Schistosomiasis-associated pulmonary arterial hypertension is a serious condition that can lead to shortness of breath, heart failure, frequent hospitalizations, and early death. Although treatments for pulmonary arterial hypertension have improved over time, patients with this specific cause of the disease are often not included in long-term studies. Selexipag is an oral medication used to treat pulmonary arterial hypertension and is part of routine clinical care in Brazil. Its long-term effects in patients with schistosomiasis-associated pulmonary arterial hypertension are not well understood. The PROPULSE-Sch study aims to evaluate long-term clinical outcomes in patients with schistosomiasis-associated pulmonary arterial hypertension who received selexipag, compared with similar patients who did not receive this medication before it became available at the study center. This is an observational study using data from routine medical care. All treatments are prescribed by the treating physicians, and participation in the study does not change patient care. The results may help improve understanding of long-term outcomes and support treatment decisions in this population.
Schistosomiasis-associated pulmonary arterial hypertension (PAH-Sch) is a prevalent cause of pulmonary arterial hypertension in endemic regions and is associated with significant morbidity and premature mortality. Despite advances in targeted therapies for pulmonary arterial hypertension, patients with PAH-Sch remain underrepresented in long-term studies, particularly in real-world clinical settings. Selexipag, an oral selective prostacyclin IP receptor agonist, has demonstrated clinical and hemodynamic benefits in pulmonary arterial hypertension. Following its incorporation into routine clinical practice in Brazil, selexipag has been increasingly used in eligible patients with PAH-Sch. However, evidence regarding its long-term outcomes in this specific population is limited. PROPULSE-Sch is a single-center, observational, longitudinal study with an ambispective design, combining retrospective data and prospective follow-up. The study evaluates long-term clinical outcomes associated with exposure to selexipag in patients with PAH-Sch, compared with a mirror cohort of clinically similar patients who did not receive selexipag prior to its availability at the center. To reduce confounding and indication bias inherent to observational comparisons, analyses are conducted using propensity score matching. All treatment decisions, including initiation and intensification of therapy, are made exclusively by the treating physicians as part of routine clinical care. The study does not mandate any intervention, treatment assignment, or protocol-driven management. Data are obtained from medical records and standard follow-up visits.
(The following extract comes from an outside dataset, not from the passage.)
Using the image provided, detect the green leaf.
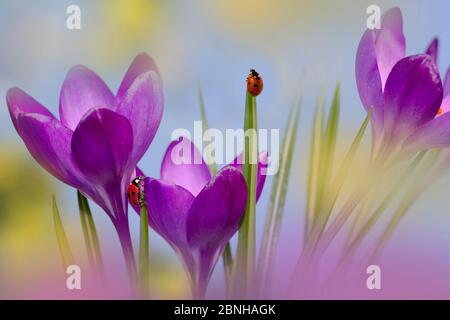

By using real-world data and robust observational methods, this study aims to contribute clinically relevant evidence on long-term outcomes in schistosomiasis-associated pulmonary arterial hypertension.
Study Type
OBSERVATIONAL
Enrollment
30
Instituto do Coração (InCor), Hospital das Clínicas HCFMUSP, Faculdade de Medicina, Universidade de São Paulo
São Paulo, São Paulo, Brazil
Time to Clinical Worsening
Time from the index date (T0) to the first occurrence of clinical worsening, defined as any of the following events: all-cause mortality; lung transplantation; non-elective hospitalization due to pulmonary arterial hypertension or right heart failure; therapeutic escalation defined as initiation of parenteral prostacyclin or addition of a new class of pulmonary arterial hypertension-specific therapy; or sustained worsening of World Health Organization functional class confirmed in two consecutive assessments at least 12 weeks apart and accompanied by objective evidence of disease progression, including a ≥15% decrease in six-minute walk distance and/or a ≥30% increase in BNP or NT-proBNP compared with baseline.
Time frame: From index date (T0) up to 36 months of follow-up
Clinical Improvement Composite Outcome
Composite clinical improvement defined as improvement in at least two of the following criteria compared with baseline, without occurrence of clinical worsening: increase of at least 10% or 30 meters in six-minute walk distance; improvement to World Health Organization functional class I or II; or reduction of at least 30% in BNP or NT-proBNP levels.
Time frame: 6, 12, 24, and 36 months after index date
Change in WHO Functional Class
Change in WHO Functional Class
Time frame: Up to 36 months of follow-up
Change in 6-Minute Walk Distance (6MWD)
Change in 6-Minute Walk Distance (6MWD)
Time frame: Up to 36 months
Change in BNP or NT-proBNP Levels
Change in BNP or NT-proBNP Levels
Time frame: Up to 36 months
Hemodynamic Parameters
Change in Mean Pulmonary Arterial Pressure (mPAP)
Time frame: Up to 36 months of follow-up
Risk Stratification Scores
Changes in pulmonary arterial hypertension risk stratification assessed using the COMPERA 2.0 risk score (four risk strata: low, intermediate-low, intermediate-high, and high risk), evaluated during follow-up when sufficient clinical, functional, and laboratory data are available.
Time frame: Up to 36 months of follow-up
Treatment Tolerability
Occurrence of adverse events during follow-up.
Time frame: Up to 36 months of follow-up
Hemodynamic Parameters
Change in Pulmonary Vascular Resistance (PVR)
Time frame: Up to 36 months
Hemodynamic Parameters
Change in Pulmonary Capillary Wedge Pressure (PCWP)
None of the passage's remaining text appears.